Come tutte le ragazze distribuite tra Lentate al
Seveso e Lurago d’Erba, passando per Arosio, Carugo e Inverigo, all’inizio
stava fuori dall’auto, camminando avanti e indietro sul ciglio della strada
provinciale 41: l’andatura resa pencolante dai tacchi a spillo, una minigonna
rossa a dar risalto alle gambe lunghe, e comunque proporzionate alla statura
superiore alla media. Ma lo vedevi che tremava dal freddo, moldave e rumene lo sopportano meglio.

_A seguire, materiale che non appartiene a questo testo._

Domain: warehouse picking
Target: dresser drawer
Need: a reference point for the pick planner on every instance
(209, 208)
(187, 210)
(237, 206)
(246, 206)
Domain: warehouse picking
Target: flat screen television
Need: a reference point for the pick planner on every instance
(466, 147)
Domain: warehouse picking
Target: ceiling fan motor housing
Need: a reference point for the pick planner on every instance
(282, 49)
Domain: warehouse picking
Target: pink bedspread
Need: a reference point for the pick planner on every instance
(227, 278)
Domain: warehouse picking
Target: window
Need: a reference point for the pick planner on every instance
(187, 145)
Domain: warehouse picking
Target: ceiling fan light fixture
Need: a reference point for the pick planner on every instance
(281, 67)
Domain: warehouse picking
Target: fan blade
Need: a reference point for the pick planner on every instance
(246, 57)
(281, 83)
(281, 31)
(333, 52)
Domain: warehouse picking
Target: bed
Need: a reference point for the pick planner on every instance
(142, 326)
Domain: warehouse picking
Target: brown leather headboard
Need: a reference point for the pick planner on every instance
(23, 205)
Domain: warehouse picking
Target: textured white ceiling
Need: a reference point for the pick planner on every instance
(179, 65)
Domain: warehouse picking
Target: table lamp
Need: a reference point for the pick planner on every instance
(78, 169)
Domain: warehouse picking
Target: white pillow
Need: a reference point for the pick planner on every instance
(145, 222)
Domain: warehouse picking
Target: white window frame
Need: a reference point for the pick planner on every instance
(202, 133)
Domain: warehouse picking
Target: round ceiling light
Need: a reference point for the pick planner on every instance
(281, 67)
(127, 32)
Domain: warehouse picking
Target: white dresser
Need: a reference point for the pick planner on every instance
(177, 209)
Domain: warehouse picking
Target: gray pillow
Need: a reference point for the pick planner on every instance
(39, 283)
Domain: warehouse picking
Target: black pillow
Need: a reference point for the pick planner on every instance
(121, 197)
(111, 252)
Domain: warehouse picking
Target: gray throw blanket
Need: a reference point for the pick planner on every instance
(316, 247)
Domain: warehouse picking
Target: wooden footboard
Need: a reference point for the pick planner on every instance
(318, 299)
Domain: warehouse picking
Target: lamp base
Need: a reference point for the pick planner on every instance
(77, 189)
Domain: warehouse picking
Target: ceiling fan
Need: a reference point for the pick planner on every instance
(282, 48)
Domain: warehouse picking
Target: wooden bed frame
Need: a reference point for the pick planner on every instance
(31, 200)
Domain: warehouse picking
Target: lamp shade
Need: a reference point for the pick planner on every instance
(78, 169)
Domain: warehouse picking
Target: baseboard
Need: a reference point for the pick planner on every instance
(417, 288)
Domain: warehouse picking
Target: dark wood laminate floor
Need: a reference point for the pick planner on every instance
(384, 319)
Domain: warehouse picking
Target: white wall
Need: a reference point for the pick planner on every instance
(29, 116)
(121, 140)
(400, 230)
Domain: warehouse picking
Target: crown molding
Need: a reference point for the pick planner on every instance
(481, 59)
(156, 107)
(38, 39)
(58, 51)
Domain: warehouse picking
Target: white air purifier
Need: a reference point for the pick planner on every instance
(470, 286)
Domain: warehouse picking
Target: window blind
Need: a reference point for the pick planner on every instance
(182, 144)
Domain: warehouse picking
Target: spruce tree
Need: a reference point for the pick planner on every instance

Racimolato il suo giro di clienti, cominciò così ad
attenderli in auto, un piccolo colpetto con gli abbaglianti e lei scendeva, si
andava a scopare dietro ai capannoni della zona industriale preceduti dall'insegna del Bennet; la luce rossa spicca sull'enorme parallelepipedo come un faro, orientando gli automobilisti nella nebbia delle sere invernali. Arrivato a quel punto, introducevo nell’autoradio il cd con la colonna sonora di
Drive, nel film Ryan Gosling indossa un giubbetto di raso bianco con uno
scorpione bianco stampato sul retro. Era il segno sonoro che iniziava la stagione della caccia.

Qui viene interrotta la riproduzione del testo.